Jornada de 18 mil km

Empresário planeja cruzar o Brasil em carro elétrico, mas busca montadora parceira para fornecer o veículo

Maurício Barros projeta rota de 23 mil km por todas as capitais brasileiras

Por Mauro Paes Corrêa
Publicado em 06/07/2026 às 19:25:45

    O medo da falta de infraestrutura para veículos eletrificados não parece ser um obstáculo para o empresário Maurício Barros. Diretor da Associação Brasileira de Proprietários de Veículos Elétricos Inovadores (ABRAVEi), ele planeja uma nova e ambiciosa expedição: cruzar o Brasil do Chuí ao Oiapoque a bordo de um carro elétrico. No entanto, para que o projeto saia do papel, o aventureiro enfrenta um impasse crucial — ele ainda não tem o automóvel e busca uma marca parceira.

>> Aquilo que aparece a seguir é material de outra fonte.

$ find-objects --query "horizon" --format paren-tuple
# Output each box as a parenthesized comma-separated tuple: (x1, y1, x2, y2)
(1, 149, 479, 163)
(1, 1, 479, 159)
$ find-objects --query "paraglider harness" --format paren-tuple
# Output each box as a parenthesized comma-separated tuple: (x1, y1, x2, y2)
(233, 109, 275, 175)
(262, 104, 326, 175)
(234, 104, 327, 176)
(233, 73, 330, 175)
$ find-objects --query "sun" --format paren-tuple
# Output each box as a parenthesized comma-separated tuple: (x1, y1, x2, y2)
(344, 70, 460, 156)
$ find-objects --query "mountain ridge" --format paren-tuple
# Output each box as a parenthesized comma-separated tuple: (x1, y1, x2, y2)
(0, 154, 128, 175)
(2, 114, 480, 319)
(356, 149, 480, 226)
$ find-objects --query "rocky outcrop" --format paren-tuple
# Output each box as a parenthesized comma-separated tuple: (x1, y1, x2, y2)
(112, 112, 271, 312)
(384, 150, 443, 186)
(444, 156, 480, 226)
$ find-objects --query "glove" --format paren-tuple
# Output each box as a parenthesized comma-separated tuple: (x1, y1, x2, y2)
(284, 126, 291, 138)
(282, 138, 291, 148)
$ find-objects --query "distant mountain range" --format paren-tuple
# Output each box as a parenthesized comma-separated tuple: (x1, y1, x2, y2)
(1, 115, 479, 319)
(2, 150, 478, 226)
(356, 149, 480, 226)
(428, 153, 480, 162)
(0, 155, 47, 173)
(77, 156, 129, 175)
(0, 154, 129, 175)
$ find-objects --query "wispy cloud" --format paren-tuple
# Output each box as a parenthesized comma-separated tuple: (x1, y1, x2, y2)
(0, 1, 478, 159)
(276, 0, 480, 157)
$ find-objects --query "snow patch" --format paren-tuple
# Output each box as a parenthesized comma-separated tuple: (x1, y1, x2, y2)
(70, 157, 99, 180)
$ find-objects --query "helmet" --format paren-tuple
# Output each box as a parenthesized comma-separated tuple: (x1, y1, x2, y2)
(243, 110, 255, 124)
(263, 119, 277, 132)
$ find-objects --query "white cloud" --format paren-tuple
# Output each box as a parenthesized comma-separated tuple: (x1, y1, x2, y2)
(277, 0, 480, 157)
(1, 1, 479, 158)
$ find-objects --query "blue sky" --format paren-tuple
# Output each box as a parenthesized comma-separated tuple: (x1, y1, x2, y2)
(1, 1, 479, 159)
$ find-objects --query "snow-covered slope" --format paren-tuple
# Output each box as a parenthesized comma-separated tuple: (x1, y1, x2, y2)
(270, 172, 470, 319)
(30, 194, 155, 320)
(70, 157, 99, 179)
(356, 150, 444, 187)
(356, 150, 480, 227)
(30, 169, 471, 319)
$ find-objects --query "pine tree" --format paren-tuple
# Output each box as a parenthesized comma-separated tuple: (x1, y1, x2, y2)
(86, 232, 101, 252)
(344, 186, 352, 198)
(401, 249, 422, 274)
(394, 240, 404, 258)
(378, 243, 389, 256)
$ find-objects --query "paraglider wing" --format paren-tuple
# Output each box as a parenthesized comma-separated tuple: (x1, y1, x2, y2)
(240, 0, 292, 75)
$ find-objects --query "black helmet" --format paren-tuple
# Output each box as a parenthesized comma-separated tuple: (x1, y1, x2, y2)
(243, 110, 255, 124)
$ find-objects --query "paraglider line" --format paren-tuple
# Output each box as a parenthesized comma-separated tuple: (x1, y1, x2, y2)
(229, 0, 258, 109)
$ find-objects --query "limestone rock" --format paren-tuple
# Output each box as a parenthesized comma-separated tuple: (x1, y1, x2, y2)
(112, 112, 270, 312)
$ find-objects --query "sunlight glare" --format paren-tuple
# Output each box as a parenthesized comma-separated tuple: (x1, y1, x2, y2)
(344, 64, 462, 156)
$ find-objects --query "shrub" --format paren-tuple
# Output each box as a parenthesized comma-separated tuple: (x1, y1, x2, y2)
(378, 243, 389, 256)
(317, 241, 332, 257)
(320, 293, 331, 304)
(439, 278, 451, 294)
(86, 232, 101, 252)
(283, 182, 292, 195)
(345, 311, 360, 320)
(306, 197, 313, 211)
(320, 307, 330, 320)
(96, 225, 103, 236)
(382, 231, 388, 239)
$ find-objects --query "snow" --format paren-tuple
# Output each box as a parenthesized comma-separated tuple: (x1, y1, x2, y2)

   A paixão por estradas começou cedo. "Quinze dias depois de completar 18 anos, já peguei minha carteira e estava viajando de moto, minha CG 125", relembrou Barros em entrevista ao portal evdrops. Com o tempo, as duas rodas deram lugar aos carros e, eventualmente, à mobilidade elétrica.

   A primeira grande experiência com a tecnologia ocorreu há cerca de quatro anos e meio, quando adquiriu um Peugeot 208 com autonomia de apenas 250 km. Após explorar a região da Serra Gaúcha, o empresário decidiu expandir as fronteiras, traçando uma rota até Buenos Aires.

O recorde sul-americano

   O divisor de águas veio em uma jornada recente de 18.233 quilômetros rodados em 39 dias pela América Latina. Utilizando um BYD Yuan Plus usado, que já acumulava mais de 160 mil km no odômetro, ele cruzou a Cordilheira dos Andes e passou por seis países. A façanha garantiu a ele o recorde não oficial de maior viagem feita em um veículo elétrico pelo subcontinente, com os bastidores registrados no perfil do Instagram @fuideeletrico.

   Apesar do sucesso, o trajeto internacional acumulou desafios logísticos. Barros recorda que, ao passar pelo Peru, encontrou diversos eletropostos inaugurados por autoridades políticas que estavam completamente desligados ou abandonados.

   "Teve um carregador rápido, o primeiro no qual parei no Peru. Não tinha aplicativo. Você colocava para carregar, a menina vinha, tirava uma foto do contador de kilowatts. Fiquei mais tempo esperando eles saberem como me cobrar do que efetivamente carregando", revelou o empresário, explicando que tomadas comuns de hotéis e adaptadores foram a real salvação durante o percurso.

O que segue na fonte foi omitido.